An enterprise solution is not cheap. The software costs thousands of dollars and implementation can run into the million-dollar plus mark with staff time and resources and hardware.

9. Technology is only a tool
MacFarlane says that “technology is a tool that can assist in efficient management, but it can never replace having a complete understanding of the issues in dispute.”

So legal departments need to tread carefully. Jaar says about two-thirds of investment today is going into the collection and preservation side of the e-discovery equation; the remaining one-third is going into review and analysis software. He says legal departments think, “we are going to buy the software and we’re going to be done. Having software does not mean you have the capacity to use it efficiently. You cannot use it once a year. You need to use it constantly.”

Rothman says the biggest mistake he sees legal departments make is they overlook aspects of the e-discovery process when purchasing their system. For example, they don’t properly address collections or legal holds.

McLean says the important thing to remember when considering technology is that “there is no magic solution to any of this. There is no piece of hardware or software that can be implemented and all of your problems go away.”

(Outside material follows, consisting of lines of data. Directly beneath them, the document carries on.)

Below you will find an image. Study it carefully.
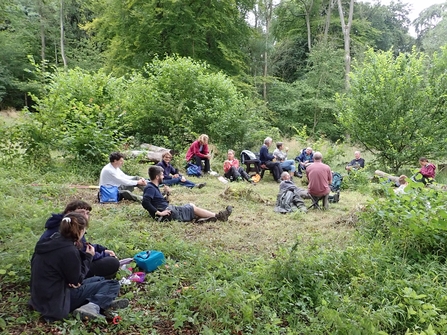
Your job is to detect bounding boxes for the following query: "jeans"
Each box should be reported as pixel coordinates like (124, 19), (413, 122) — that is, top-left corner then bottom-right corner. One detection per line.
(264, 161), (282, 181)
(193, 156), (211, 173)
(281, 159), (295, 172)
(163, 177), (196, 188)
(87, 256), (120, 279)
(224, 166), (250, 181)
(70, 277), (120, 311)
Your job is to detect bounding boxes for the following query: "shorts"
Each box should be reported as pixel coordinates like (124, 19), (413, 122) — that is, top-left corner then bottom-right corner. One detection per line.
(168, 204), (194, 222)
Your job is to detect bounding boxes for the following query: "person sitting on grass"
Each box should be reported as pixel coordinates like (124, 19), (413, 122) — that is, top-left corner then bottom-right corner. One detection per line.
(157, 152), (206, 188)
(39, 200), (120, 279)
(411, 157), (436, 185)
(99, 152), (147, 202)
(306, 151), (332, 209)
(345, 151), (365, 172)
(273, 142), (296, 179)
(259, 137), (282, 183)
(224, 149), (254, 184)
(29, 212), (129, 322)
(185, 134), (211, 173)
(142, 165), (233, 222)
(274, 171), (310, 214)
(295, 147), (314, 178)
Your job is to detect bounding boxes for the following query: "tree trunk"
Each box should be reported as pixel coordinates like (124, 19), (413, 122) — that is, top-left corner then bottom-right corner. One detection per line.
(38, 1), (45, 63)
(263, 0), (273, 101)
(301, 0), (314, 52)
(338, 0), (354, 89)
(60, 0), (67, 68)
(323, 0), (334, 42)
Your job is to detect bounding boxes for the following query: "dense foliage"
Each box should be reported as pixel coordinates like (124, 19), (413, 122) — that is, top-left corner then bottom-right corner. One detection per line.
(338, 49), (447, 172)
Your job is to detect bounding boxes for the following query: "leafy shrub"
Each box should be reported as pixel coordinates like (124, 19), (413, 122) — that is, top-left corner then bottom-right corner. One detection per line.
(15, 69), (129, 166)
(360, 182), (447, 259)
(121, 57), (264, 151)
(342, 169), (370, 191)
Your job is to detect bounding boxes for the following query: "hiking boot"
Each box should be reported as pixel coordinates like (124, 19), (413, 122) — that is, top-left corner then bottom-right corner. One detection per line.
(73, 302), (105, 321)
(334, 192), (340, 202)
(216, 206), (233, 221)
(109, 299), (129, 309)
(155, 215), (171, 222)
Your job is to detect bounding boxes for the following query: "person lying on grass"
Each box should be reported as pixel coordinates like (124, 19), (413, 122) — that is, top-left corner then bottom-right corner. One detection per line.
(28, 212), (129, 322)
(142, 165), (233, 222)
(39, 200), (120, 279)
(224, 149), (254, 184)
(157, 152), (206, 188)
(99, 152), (147, 202)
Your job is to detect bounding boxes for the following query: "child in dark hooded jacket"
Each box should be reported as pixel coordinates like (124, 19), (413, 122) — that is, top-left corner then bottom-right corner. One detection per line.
(29, 212), (129, 322)
(39, 200), (120, 279)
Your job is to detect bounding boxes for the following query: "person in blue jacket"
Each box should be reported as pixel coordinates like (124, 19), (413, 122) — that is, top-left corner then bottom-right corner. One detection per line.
(39, 200), (120, 278)
(259, 137), (283, 183)
(295, 147), (314, 178)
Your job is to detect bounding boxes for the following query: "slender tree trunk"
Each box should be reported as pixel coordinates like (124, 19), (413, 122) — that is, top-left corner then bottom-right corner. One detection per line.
(323, 0), (334, 42)
(301, 0), (314, 52)
(38, 1), (45, 66)
(263, 0), (273, 100)
(338, 0), (354, 89)
(60, 0), (67, 68)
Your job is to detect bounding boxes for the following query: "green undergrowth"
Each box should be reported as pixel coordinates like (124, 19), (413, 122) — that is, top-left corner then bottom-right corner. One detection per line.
(0, 166), (447, 334)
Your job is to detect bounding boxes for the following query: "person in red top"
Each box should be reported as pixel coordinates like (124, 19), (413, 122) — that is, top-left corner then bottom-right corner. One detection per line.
(186, 134), (211, 173)
(306, 151), (332, 209)
(414, 157), (436, 185)
(224, 149), (254, 184)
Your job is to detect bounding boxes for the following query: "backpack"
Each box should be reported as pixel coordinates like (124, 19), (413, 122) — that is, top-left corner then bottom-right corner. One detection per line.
(241, 150), (258, 164)
(186, 163), (202, 177)
(329, 172), (343, 192)
(98, 185), (120, 204)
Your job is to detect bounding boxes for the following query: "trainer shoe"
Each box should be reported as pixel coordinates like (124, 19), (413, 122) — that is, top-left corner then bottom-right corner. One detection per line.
(73, 302), (105, 320)
(216, 206), (233, 221)
(195, 216), (217, 224)
(109, 299), (129, 309)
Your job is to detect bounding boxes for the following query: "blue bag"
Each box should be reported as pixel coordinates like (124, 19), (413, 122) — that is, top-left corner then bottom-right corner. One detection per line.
(133, 250), (165, 272)
(186, 163), (202, 177)
(99, 185), (119, 203)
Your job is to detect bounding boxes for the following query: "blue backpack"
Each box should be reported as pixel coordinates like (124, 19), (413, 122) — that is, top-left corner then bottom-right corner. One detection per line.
(98, 185), (120, 204)
(186, 163), (202, 177)
(329, 172), (343, 192)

His firm used a request for information and a procurement process to narrow down the options and identify the top vendors. Some vendors provide the entire suite of products, which include identification, collection, preservation, legal holds, early case assessment, processing, reviewing, and analyzing documents. Other vendors will form joint ventures with counterparts who each have part of a solution.

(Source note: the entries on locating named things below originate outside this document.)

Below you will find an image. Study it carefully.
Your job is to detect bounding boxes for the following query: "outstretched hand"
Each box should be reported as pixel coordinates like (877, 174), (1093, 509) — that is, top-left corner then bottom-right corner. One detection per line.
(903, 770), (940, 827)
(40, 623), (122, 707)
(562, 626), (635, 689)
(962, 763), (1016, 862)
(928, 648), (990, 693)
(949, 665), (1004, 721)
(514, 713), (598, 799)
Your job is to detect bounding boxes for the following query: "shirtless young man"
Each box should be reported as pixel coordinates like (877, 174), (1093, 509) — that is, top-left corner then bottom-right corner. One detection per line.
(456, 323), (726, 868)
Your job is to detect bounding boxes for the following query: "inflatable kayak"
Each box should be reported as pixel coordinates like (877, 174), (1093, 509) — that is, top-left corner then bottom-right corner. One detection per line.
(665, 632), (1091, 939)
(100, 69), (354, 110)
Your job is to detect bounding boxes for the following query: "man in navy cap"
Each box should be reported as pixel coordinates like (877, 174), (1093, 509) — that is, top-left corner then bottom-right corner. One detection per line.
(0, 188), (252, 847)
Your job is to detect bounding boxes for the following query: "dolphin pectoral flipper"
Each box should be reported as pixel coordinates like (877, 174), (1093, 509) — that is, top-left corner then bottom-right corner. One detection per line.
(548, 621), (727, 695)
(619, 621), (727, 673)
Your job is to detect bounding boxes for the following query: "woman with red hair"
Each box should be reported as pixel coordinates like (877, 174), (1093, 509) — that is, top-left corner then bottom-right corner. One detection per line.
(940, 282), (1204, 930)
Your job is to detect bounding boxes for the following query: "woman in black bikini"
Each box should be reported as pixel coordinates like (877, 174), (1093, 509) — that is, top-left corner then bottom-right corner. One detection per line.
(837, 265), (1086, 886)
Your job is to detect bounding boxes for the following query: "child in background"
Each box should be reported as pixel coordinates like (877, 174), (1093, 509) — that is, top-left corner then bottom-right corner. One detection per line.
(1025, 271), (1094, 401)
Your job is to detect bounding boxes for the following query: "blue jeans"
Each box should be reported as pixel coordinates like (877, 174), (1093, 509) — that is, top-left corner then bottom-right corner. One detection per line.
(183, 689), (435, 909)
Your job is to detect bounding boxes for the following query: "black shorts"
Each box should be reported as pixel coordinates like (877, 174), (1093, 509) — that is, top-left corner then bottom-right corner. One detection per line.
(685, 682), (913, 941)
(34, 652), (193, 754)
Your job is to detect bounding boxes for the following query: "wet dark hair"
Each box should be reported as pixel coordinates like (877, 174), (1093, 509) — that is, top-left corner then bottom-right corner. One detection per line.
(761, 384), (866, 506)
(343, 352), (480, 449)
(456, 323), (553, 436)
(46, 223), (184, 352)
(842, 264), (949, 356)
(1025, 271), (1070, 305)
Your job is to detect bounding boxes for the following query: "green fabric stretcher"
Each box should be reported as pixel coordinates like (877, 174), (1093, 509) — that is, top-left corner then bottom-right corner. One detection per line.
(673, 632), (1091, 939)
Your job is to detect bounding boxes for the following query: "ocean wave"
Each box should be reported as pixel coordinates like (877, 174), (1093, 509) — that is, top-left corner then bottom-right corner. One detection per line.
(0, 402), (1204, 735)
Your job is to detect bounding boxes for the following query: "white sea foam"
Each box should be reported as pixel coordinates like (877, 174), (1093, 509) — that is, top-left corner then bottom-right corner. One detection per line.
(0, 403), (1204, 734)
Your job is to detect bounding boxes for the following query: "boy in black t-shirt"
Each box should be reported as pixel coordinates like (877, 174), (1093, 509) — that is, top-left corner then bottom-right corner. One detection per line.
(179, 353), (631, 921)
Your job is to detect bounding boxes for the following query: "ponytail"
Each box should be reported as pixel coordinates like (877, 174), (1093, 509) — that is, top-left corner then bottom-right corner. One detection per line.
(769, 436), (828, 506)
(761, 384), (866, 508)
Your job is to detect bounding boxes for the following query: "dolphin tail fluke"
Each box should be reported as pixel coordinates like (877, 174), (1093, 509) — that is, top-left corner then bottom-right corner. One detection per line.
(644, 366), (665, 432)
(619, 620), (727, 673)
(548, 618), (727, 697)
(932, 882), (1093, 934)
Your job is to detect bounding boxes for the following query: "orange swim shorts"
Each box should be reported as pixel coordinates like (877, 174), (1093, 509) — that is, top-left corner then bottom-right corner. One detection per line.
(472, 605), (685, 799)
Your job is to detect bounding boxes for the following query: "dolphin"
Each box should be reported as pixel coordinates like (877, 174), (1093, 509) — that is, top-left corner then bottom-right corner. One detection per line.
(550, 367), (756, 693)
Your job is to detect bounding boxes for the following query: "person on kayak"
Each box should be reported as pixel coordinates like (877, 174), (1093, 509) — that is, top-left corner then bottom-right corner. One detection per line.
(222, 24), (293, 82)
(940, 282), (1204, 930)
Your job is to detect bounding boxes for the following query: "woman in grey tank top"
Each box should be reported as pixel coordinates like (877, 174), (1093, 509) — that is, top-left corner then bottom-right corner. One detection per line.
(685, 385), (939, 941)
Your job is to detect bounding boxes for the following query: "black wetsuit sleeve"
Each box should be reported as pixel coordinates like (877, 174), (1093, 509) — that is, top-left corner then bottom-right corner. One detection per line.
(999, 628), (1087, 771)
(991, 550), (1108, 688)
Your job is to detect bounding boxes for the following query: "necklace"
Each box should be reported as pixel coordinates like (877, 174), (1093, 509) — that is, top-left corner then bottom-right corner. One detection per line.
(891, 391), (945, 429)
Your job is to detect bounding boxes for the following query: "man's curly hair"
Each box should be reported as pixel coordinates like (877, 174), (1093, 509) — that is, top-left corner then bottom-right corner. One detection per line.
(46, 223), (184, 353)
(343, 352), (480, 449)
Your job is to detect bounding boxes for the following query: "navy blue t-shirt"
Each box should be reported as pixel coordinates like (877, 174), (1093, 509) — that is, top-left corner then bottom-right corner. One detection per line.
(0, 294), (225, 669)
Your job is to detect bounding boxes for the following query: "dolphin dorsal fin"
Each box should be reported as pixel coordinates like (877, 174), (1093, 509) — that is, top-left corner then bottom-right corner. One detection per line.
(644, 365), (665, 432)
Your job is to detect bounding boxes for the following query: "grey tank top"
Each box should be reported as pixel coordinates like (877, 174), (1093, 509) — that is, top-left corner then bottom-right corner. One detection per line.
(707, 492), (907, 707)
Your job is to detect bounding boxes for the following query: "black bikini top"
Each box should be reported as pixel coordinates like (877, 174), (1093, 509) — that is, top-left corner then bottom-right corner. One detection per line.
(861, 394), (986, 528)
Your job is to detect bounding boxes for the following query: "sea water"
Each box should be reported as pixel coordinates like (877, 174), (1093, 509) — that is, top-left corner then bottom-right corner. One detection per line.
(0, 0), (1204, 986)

He says you need to figure out what model works best for your company. “We do a lot of litigation internally so our litigation lawyers wanted a tool that would enable us to do early case assessments on the data to get a sense of what the litigation looked like.”

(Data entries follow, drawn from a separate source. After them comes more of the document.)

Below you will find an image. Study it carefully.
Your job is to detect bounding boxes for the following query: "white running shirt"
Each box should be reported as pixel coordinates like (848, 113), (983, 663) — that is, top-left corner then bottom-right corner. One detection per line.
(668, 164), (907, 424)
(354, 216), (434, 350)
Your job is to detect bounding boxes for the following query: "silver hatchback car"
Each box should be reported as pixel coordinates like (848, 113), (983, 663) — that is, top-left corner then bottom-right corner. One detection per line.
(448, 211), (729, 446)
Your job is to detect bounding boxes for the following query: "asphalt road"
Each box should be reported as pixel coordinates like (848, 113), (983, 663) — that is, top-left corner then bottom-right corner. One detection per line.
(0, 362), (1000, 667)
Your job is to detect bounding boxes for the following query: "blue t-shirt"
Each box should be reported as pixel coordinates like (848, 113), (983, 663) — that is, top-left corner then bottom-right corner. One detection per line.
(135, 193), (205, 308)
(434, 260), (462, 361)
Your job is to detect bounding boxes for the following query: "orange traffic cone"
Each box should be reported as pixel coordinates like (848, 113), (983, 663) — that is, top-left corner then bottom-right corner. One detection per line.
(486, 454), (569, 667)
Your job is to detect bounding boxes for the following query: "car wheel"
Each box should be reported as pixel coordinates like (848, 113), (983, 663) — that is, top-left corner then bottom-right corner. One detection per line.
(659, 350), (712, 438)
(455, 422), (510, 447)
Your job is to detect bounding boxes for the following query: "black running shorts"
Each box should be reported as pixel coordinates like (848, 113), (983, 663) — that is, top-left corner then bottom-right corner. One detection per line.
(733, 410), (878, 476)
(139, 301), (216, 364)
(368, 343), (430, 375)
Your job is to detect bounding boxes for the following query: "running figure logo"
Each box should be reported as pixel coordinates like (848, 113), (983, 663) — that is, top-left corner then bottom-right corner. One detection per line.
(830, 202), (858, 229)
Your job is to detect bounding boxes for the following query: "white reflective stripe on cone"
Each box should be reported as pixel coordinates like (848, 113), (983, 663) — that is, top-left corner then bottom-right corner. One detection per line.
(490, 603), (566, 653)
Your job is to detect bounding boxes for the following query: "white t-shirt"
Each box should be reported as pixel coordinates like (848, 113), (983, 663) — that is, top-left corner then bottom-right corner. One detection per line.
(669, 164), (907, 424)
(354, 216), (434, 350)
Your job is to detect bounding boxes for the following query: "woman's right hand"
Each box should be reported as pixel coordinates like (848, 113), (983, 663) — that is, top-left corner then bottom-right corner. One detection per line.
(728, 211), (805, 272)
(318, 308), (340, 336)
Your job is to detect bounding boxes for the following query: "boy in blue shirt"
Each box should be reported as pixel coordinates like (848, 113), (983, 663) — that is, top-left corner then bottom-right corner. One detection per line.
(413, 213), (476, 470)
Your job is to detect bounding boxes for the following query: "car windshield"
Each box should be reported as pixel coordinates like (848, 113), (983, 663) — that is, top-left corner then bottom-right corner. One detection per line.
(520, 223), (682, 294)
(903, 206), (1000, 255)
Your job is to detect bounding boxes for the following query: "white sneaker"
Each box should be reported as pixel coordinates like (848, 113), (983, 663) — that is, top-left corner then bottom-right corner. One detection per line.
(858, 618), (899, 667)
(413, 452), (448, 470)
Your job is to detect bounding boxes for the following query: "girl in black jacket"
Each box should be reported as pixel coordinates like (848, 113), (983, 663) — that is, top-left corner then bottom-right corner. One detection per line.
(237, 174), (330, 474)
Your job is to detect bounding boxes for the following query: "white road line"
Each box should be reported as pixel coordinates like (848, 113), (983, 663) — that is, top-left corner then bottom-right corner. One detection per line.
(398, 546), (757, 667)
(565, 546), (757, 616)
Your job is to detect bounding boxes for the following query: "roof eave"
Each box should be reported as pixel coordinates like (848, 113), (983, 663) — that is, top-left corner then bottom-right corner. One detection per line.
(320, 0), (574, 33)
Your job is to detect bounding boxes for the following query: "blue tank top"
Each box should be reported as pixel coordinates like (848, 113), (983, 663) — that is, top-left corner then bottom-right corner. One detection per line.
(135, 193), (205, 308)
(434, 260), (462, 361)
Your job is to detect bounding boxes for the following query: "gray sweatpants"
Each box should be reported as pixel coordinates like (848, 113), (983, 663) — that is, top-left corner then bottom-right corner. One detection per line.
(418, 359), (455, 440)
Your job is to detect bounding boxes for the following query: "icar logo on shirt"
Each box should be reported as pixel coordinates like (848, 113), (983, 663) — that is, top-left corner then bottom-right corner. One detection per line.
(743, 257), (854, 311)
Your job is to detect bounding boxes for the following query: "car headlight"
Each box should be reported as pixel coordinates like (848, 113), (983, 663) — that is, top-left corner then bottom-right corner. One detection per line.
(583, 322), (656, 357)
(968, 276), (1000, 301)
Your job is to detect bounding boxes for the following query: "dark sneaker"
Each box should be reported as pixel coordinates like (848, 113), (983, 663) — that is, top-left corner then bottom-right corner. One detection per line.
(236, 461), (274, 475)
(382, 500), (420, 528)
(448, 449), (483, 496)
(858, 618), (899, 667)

10. Maintain a proper head count
Jaar says look at the human factor, and ask yourself if you have enough people and if there is a sufficient workflow to justify the investment. It’s a new field, he says. If you can’t afford to send people to conferences to keep them abreast of new developments, then insourcing the process is a “non-starter for most organizations.”

11. Think ahead
Legal departments need to think ahead about their needs and changing technology. Jaar warns “it is impossible to keep pace with technology.” For example, two years ago no one was talking about predictive coding. Today, it is one of the hot buttons as a way to search documents. Also, the software world is moving to a service model. Rather than a corporation making a capital investment to buy software and maintain it, software vendors are now providing the hardware, maintenance and support. Cloud computing is also going to impact e-discovery in the future. So it is important to work with the IT department to determine whether it is better to buy or rent the technology. You don’t want to be stuck with an Edsel, when everyone else is driving a Cadillac.

12. Change management
Finally, McLean says that a successful implementation means having people dedicated to the task of managing the process. “There needs to be a recognition that some sort of change management is going to have to be involved.” Employees have to understand that when a legal hold notice is sent out, it requires people to react immediately and if they don’t “there are going to be consequences.”

Whether or not you think your legal department is ready to implement an e-discovery system internally, the reality is e-discovery has become part of the fabric of litigation and is not going away. Says McLean,  “It is going to take up more of your time and it is something that you are going to have to devote more of your attention to.”